More generally, we can trigger this error without using implicit declarations and special cased allocator functions.

foo.c:

int *test(void) : itype(_Ptr<int>);
void a() {
  int *b = test();
}

bar.c:

int *test();
void c() {
  int *d = test();
}
mattmccutchen-cci commented 3 years ago

Assuming we reuse this GitHub issue to refer to the issue John mentioned, if it isn't causing a benchmark error as far as we know, I think we should remove the label now. We can always add the label back if we rediscover the issue during error triage.

To the merits of the issue: I presume the cause is just that 3C links the test extern function across translation units and introduces a single atom for its return type, and in this case, for whatever reason, the "checked" status is taking priority and being used in bar.c? As long as 3C links global definitions, I don't think we can expect it to cope with arbitrary differences in declarations across translation units, and I'd be opposed to adding workarounds in narrower cases unless we have evidence that it's important in real-world code. Of course, we have a proposal in #341 to change the linking. John, what do you think? Is this issue worth keeping open?

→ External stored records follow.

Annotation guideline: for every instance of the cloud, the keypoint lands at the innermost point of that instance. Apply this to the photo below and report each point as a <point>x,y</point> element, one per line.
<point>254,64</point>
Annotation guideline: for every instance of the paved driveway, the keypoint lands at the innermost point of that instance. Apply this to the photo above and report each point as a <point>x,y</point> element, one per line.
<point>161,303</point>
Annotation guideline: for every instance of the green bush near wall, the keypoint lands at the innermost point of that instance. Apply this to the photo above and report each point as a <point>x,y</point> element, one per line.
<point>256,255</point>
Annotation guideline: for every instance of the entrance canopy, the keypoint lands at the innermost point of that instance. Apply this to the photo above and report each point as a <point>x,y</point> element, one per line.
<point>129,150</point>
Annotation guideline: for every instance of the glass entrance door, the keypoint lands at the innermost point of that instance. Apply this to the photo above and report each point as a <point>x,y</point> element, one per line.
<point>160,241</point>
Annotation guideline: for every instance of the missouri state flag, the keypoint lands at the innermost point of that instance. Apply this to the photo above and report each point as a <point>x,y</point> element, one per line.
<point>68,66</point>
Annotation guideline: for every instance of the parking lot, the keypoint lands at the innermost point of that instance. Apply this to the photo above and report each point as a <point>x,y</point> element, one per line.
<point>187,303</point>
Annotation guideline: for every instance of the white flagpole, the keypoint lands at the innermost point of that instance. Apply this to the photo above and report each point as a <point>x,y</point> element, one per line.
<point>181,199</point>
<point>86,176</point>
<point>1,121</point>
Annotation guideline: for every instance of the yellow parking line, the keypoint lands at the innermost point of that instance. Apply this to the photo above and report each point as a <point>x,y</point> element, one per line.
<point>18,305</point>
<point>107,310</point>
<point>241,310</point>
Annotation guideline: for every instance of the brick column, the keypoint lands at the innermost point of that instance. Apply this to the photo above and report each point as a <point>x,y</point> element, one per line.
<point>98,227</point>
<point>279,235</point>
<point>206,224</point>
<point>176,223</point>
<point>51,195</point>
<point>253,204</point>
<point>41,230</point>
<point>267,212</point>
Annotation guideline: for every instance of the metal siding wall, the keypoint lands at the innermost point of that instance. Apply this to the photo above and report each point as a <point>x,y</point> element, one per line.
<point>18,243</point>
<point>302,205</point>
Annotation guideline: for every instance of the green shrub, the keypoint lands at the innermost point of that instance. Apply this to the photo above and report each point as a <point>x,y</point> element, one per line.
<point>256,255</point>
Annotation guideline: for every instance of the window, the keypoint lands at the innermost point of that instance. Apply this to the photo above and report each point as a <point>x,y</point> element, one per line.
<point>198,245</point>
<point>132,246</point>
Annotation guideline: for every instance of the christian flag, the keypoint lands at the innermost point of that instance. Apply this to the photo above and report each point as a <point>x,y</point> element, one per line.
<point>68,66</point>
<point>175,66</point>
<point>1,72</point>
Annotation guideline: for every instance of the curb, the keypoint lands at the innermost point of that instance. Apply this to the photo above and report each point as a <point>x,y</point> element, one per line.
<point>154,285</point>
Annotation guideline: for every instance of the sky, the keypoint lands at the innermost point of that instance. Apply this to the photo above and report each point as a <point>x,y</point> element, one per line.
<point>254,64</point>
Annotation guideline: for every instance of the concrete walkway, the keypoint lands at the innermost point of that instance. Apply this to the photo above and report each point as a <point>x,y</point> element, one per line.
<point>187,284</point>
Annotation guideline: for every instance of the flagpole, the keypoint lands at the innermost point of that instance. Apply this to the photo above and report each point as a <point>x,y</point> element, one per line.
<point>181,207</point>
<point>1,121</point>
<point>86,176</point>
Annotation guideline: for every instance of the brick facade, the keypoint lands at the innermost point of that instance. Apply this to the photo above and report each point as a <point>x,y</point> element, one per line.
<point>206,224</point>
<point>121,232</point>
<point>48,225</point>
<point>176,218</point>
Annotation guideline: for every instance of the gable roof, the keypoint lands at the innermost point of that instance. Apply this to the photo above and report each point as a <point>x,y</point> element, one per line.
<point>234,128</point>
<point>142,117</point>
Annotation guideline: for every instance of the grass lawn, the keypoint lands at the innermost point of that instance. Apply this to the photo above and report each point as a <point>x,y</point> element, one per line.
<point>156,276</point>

john-h-kastner commented 3 years ago

I think this can be closed. I see two ways this might get fixed, and both are covered by existing issues.

mattmccutchen-cci commented 3 years ago

I see: this is not an arbitrary difference in declarations, but rather one in which the declarations would be compatible if they appeared in the same translation unit. Yes, it would be nice if 3C supported that. At this point, I can't rule out that there might be similar cases not covered by #678, but I think we can wait until we run into them to file an issue. Thanks.

mattmccutchen-cci commented 3 years ago

Actually, I thought of at least one case that #678 (as currently stated) wouldn't fix: if the declaration without the itype is #included from unwritable code. So I think we should keep this issue for all cases not covered by #678, though it may be low priority and we may decide that there isn't any solution whose benefit would justify the implementation effort. I doubt we'd want 3C to automatically add a redeclaration with the itype to the user's file, but perhaps 3C could issue a warning to help the user understand the root cause of the compile error.

mattmccutchen-cci commented 3 years ago

A similar problem with environ came up in #725, so I'm updating the title of this issue to cover all program elements that can have itypes, not just functions.